MMC maintains that it was improper for the JPO to withhold vital knowledge concerning the fundamental acceptability of its approach. In support of its position, MMC cites our decision in EER Sys. Corp., B-248904.3, Mar. 8, 1993, 93-1 CPD para. 211, wherein we recognized that “under the well established doctrine of superior knowledge, where the government possesses special knowledge not shared by the contractor, which is vital to the performance of the contract, the government has an affirmative duty to disclose such knowledge to the contractor.” See also Helene Curtis Indus. v. the United States, 312 F.2d 774 (Ct. Cl. 1963); Globe Woolen & Co. v. Utica Gas and Elec. Co., 121 N.E. 378, 380 (N.Y. 1918). Further, asserting that the 1992 awards were in effect only a competitive range determination and that the RMP effort thus constituted discussions, MMC contends that the JPO’s failure to advise it of JPO’s concerns with respect to the semi-permanent mounting approach and GRP dome prior to the submission of proposals in 1994 amounted to a failure to conduct meaningful discussions. Moreover, even if the RMP effort is not considered to be discussions, MMC argues, the contracting officer abused his discretion under Federal Acquisition Regulation Sec. 15.610 by not affording MMC an opportunity to cure the perceived deficiencies in its proposal.
MMC’s arguments do not furnish a basis for questioning the award to WEC. First, as discussed above, although the 1992 RMP/D&V and 1994 down-select awards were related in that they represented steps in an overall development and production process, they were legally separate procurements. We do not find persuasive MMC’s contention that the 1994 down-select proposals were best and final offers concluding a process that commenced with the submission of initial proposals in 1990. The 1992-1993 RMP effort was not an extended period of negotiations, but instead a period of contract performance, for which the contractors were paid for their participation. Thus, the JPO made award to WEC on the basis of its initial down-select proposal. Since WEC’s down-select proposal was the only acceptable proposal at the time of award, MMC’s having reasonably been found to be technically unacceptable, the JPO was not required to conduct discussions prior to making award. See Analytical Chemists, Inc., B-256037, Apr. 29, 1994, 94-1 CPD para. 283; see generally Infotec Dev., Inc., B-258198 et al., Dec. 27, 1994, 95-1 CPD para. 52; A. G. Crook Co., B-255230, Feb. 16, 1994, 94-1 CPD para. 118.
Second, the record does not support MMC’s contention that the JPO possessed superior, vital knowledge concerning the fundamental acceptability of MMC’s approach prior to the submission of the down-select proposals. Again, during discussions with General Electric during the 1990/1992 competition, the JPO specifically questioned General Electric’s semi-permanent–“Kingfisher”–bow sonar array mounting, citing the “flow- induced hull vibration problems encountered during development,” that is, the very problems which led to it being found unacceptable in 1994. In addition, on two occasions subsequent to the 1992 RMP/D&V awards, the chief engineer for the SSTD project advised General Electric/MMC of the JPO’s continuing concern with respect to the potentially high self-noise associated with their installation approach, focusing on the strumming vibration experienced with the Kingfisher. Although MMC complains that it was not specifically told that the continued offer of this approach would be unacceptable, we believe that it was placed on reasonable notice of the essential nature of the JPO’s continuing concerns in this regard such that, as an experienced contractor, it could reasonably be expected to take them into account in preparing its proposal.

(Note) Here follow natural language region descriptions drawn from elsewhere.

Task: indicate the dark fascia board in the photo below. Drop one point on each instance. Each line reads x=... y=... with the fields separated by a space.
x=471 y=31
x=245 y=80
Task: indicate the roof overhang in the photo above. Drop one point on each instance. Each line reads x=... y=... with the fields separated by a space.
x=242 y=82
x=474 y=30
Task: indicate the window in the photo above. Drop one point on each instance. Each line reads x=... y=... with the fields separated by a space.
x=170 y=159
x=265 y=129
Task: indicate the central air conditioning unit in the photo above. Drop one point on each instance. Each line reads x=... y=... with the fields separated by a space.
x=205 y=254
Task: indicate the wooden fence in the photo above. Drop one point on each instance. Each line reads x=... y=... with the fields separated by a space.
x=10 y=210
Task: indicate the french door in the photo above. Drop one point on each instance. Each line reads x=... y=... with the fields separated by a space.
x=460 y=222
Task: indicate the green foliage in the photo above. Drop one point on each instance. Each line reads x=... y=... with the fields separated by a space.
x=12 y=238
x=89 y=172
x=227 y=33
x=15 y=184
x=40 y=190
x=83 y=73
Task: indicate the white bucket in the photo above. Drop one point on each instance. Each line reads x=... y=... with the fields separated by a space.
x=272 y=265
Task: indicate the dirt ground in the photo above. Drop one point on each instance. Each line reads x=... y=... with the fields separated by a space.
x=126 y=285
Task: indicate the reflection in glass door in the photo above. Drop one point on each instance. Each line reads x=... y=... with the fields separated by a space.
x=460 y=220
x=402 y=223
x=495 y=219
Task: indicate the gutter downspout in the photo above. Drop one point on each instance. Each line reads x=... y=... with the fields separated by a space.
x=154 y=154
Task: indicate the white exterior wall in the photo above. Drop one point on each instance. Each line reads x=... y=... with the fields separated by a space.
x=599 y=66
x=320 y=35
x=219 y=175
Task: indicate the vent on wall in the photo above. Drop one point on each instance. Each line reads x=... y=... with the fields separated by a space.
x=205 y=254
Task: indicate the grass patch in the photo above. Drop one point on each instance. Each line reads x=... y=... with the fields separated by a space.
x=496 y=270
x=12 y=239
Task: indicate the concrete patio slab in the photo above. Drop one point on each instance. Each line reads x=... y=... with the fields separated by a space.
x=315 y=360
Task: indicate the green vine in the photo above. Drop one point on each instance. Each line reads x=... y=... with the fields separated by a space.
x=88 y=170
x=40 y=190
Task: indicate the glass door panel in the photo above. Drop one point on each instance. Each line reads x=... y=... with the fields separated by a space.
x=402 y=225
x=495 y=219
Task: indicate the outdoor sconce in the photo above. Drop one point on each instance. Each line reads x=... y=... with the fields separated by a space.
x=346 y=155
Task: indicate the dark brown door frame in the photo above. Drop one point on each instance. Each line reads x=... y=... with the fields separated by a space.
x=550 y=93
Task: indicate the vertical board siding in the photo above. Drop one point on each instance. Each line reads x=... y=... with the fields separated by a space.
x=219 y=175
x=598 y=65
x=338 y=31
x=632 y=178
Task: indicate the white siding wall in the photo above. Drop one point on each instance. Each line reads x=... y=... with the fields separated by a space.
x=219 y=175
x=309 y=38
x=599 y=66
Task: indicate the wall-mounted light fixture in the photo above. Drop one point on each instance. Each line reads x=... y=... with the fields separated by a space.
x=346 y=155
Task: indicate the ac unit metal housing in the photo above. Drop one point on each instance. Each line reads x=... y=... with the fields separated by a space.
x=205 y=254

As for MMC’s offer of the fiberglass sonar dome, it is clear from the record that the JPO for some time has viewed the use of fiberglass for sonar domes as a weakness. As discussed above, the SSEB noted in 1991 that “[t]he lightweight fiberglass dome concept is considered, from US and UK trials, to be a risk area since fiberglass domes tend to be noisy and also have high failure rates.” Indeed, the record indicates that fiberglass has been seen as a “suspect material” in the British submarine program for approximately 20 years and has been associated with acoustic problems on United States surface ships and submarines. However, NAVSEA maintains that the results of the early 1994 sea trials of a British sonar with a GRP dome, which first became known to evaluators only during the evaluation of MMC’s down-select proposal, were a significant factor in the determination that MMC’s use of a GRP sonar dome was an unacceptable risk. Again, prior to the tests, self-noise which had interfered with the detection capability of the British sonar had been primarily attributed to electrical interference, but based on the sea trials it was determined that there were significant self-noise problems associated with the fiberglass dome. In our view, the fact that General Electric’s 1990/1991 proposal was found acceptable, notwithstanding its inclusion of a fiberglass dome, supports the agency’s position that a fiberglass dome was not viewed as unacceptable prior to receipt of the down-select proposals.

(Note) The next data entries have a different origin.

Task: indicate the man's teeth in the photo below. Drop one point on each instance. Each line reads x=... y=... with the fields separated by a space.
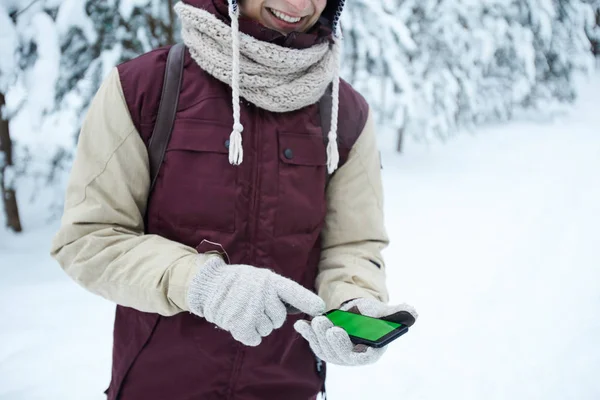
x=284 y=17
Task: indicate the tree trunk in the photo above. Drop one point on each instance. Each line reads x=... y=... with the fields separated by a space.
x=400 y=142
x=8 y=193
x=596 y=42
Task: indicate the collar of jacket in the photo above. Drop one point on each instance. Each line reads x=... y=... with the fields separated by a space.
x=317 y=34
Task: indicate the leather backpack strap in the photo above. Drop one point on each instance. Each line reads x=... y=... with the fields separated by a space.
x=325 y=113
x=167 y=109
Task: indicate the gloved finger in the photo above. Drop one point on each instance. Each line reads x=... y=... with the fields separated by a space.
x=275 y=309
x=401 y=317
x=298 y=296
x=345 y=349
x=305 y=329
x=321 y=325
x=370 y=356
x=401 y=313
x=246 y=335
x=264 y=326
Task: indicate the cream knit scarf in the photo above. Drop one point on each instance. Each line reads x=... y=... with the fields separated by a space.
x=272 y=77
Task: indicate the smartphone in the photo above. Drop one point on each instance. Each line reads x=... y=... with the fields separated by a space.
x=373 y=332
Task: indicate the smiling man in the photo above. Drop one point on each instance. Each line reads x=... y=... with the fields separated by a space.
x=266 y=210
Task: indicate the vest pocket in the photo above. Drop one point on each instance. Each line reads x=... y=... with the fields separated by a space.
x=198 y=184
x=301 y=205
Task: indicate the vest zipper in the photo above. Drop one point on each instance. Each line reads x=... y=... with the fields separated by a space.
x=254 y=210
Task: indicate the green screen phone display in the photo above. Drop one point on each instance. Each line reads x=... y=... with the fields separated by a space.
x=360 y=326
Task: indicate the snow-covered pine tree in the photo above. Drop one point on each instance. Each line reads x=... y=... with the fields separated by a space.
x=378 y=49
x=570 y=51
x=594 y=30
x=28 y=68
x=470 y=62
x=54 y=56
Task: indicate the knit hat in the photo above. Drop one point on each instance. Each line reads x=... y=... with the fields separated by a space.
x=331 y=13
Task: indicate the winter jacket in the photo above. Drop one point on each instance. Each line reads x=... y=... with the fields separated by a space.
x=141 y=249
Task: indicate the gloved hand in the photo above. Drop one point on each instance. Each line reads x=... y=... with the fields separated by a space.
x=248 y=302
x=332 y=344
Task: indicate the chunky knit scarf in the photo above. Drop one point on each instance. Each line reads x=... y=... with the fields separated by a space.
x=272 y=77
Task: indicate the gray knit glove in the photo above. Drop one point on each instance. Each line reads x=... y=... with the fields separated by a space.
x=333 y=345
x=246 y=301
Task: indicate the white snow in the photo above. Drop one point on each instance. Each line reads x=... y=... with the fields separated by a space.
x=495 y=240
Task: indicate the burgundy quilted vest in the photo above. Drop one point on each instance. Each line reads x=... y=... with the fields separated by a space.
x=267 y=212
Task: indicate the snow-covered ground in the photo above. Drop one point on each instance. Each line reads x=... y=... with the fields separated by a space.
x=495 y=240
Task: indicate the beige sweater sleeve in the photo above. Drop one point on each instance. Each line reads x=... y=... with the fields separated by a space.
x=101 y=242
x=351 y=265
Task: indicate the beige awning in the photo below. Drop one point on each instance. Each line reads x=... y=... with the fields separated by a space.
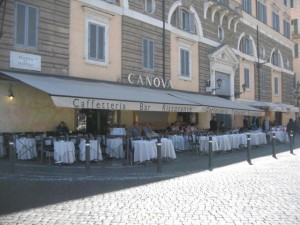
x=94 y=94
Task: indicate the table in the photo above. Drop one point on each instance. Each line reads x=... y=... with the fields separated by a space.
x=26 y=148
x=167 y=149
x=115 y=148
x=204 y=143
x=282 y=136
x=64 y=151
x=258 y=138
x=118 y=131
x=2 y=152
x=144 y=150
x=223 y=142
x=179 y=142
x=95 y=150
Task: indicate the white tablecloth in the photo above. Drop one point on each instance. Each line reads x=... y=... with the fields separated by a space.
x=144 y=150
x=179 y=142
x=204 y=144
x=2 y=152
x=95 y=150
x=64 y=151
x=115 y=148
x=26 y=148
x=282 y=136
x=223 y=142
x=258 y=138
x=167 y=149
x=118 y=131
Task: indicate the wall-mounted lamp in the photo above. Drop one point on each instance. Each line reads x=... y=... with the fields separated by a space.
x=10 y=93
x=239 y=93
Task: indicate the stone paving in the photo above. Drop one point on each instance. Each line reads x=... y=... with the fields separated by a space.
x=267 y=192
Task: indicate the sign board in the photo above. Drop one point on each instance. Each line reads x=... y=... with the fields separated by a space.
x=25 y=61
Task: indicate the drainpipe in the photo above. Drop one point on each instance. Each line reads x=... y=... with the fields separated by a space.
x=164 y=31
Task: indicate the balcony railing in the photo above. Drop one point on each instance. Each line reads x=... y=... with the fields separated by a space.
x=233 y=6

Furthermore, we think the essential nature of the JPO’s concern with respect to the acoustic properties of fiberglass was or should have been known to the MMC team. MMC acknowledges that rubber is a material superior to fiberglass for domes with respect to preventing noise from radiating within the sonar dome and interfering with sonar detection and it does not claim that it was unaware of this when preparing its down- select proposal. Nor does it claim to have been unaware of the challenges posed by the need to detect quiet electric torpedoes. (Indeed, inasmuch as it claims to include experienced contractors in its team, it could hardly make such a claim.) Rather, it appears that it simply made a cost/technical tradeoff, selecting fiberglass because it was easier to work with and less expensive, and in the expectation that the acknowledged acoustic inferiority of the material could be mitigated. There thus is no basis for concluding that the JPO had superior knowledge that should have been imparted to MMC; the MMC team knew or should have known of the essential nature of the JPO’s concerns in this regard.
The protest is denied.
Comptroller General of the United States
1. Inasmuch as significant portions of the record are classified, the following unclassified discussion is necessarily somewhat general.

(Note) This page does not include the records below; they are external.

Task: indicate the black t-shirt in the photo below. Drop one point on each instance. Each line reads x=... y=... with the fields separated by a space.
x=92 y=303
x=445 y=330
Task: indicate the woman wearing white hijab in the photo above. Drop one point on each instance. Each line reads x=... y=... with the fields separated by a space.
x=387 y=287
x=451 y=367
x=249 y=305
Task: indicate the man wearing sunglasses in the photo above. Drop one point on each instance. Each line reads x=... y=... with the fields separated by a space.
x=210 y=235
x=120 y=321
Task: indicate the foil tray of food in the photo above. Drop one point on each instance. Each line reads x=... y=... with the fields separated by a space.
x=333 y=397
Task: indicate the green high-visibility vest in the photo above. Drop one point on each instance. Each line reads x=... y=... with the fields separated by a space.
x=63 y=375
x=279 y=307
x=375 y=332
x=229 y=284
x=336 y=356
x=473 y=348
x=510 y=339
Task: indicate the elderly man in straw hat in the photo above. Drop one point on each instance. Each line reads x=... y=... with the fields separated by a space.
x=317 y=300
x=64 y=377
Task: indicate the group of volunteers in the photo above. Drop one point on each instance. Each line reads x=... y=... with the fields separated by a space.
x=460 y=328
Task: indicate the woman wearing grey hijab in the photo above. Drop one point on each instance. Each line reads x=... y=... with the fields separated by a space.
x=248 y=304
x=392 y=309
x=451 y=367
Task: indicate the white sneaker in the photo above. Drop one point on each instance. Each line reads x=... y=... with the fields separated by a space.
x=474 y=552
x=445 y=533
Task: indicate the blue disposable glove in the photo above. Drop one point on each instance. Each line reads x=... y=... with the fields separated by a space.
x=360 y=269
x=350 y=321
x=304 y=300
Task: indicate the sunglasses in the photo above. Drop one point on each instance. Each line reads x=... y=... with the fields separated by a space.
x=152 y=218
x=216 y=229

2. During the protest proceedings, NAVSEA stipulated that “[a]lthough the Source Selection Evaluation Board determined that the Martin proposal contained other weaknesses, the deficiencies associated with the bow array sonar design were pivotal to the SSAC’s determinations that the Martin proposal was unacceptable and that it was not necessary to enter into discussions.”
3. Although MMC generally denies receiving any post-award notice as to the agency’s continued concern with respect to vibration caused by its proposed installation method, see, e.g., Tr. at 340, we find the testimony and sworn statement of the SSTD chief engineer to be credible since the concern reportedly expressed to General Electric/MMC was the same concern stated in the 1990/1992 evaluation documents and the expression of the concern is consistent with the action of the JPO in submitting the written question concerning this matter to General Electric during discussions.
4. Although MMC also claims that it was advised by the JPO during the RMP effort to retain its previously proposed bow array approach, it is clear from our review of the record that MMC in fact was advised, in response to its suggestion of the possibility of relying only on its towed sonar array, of the agency’s view that a hull-mounted sonar array was necessary as a supplement to the towed array. There is no basis in the record for concluding that MMC was advised again to propose the same semi-permanent bow sonar array mounting and GRP sonar dome.
DOCUMENT FOR PUBLIC RELEASE A protected decision was issued on the date below and was subject to a GAO Protective Order. This version has been redacted or approved by the parties involved for public release.